Every Saturday, he comes.

Same car—an old BMW that's always dusty. Same time—3 PM when the rush slows. Same order—full wash, extra wax.

Same look at me when he thinks I'm not watching.

"Your boyfriend's here," my cousin teases.

"He's not my boyfriend."

"He's something."

He's something I don't have a name for.


I've been working this car wash for two summers.

Saving for university. Pretending I don't mind the heat, the suds, the men who think "car wash girl" means "available."

Yusuf is different.

He never comments on my body. Never makes jokes. Just watches me work like I'm fascinating.

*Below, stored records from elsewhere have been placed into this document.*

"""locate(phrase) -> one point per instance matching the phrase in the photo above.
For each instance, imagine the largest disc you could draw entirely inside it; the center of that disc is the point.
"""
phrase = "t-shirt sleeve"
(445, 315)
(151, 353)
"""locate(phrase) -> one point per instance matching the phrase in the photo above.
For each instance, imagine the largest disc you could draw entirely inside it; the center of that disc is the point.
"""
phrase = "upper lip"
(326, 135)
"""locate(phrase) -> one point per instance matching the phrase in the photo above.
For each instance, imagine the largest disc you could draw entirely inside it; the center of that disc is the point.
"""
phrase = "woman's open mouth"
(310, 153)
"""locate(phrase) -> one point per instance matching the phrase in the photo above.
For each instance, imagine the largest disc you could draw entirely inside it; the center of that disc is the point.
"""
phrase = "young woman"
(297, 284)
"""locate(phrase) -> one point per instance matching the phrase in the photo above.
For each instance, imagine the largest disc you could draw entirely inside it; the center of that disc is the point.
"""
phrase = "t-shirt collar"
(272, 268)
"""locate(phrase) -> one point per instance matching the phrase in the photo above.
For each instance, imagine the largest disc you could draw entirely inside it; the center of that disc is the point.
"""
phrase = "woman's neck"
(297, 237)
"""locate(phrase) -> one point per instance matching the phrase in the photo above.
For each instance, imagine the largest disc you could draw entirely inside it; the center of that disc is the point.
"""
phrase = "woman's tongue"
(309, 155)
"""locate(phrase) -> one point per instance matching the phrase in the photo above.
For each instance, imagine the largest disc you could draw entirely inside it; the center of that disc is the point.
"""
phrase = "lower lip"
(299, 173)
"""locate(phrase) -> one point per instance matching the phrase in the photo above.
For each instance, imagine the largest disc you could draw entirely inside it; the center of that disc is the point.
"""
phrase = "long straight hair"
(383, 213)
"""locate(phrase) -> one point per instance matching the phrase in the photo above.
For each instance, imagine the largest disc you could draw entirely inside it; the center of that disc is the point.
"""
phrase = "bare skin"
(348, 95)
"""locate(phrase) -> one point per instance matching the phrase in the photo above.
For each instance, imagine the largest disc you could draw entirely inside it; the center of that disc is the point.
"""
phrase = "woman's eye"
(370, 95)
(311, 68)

"You missed a spot," he says one Saturday, pointing at his bumper.

"Where?"

"Right there." He gets out of the car. "Let me show you."

He's close now. Too close. His hand points to a spot I definitely cleaned.

"I don't see it."

"Look harder."


The hose breaks.

Water everywhere—on his car, on me, on him. We're both soaked in seconds.

"Sorry!" I grab for the valve. "Sorry, it just—"

"Stop apologizing." He's laughing. "I needed to cool down anyway."

"You're soaked."

"So are you." His eyes travel down my wet shirt. Then snap back up. "Sorry. I didn't mean to—"

"It's fine."

"It's not." He runs a hand through his wet hair. "I've been coming here every Saturday for two months trying to work up the nerve to ask you to coffee. And now I'm staring at you like a creep."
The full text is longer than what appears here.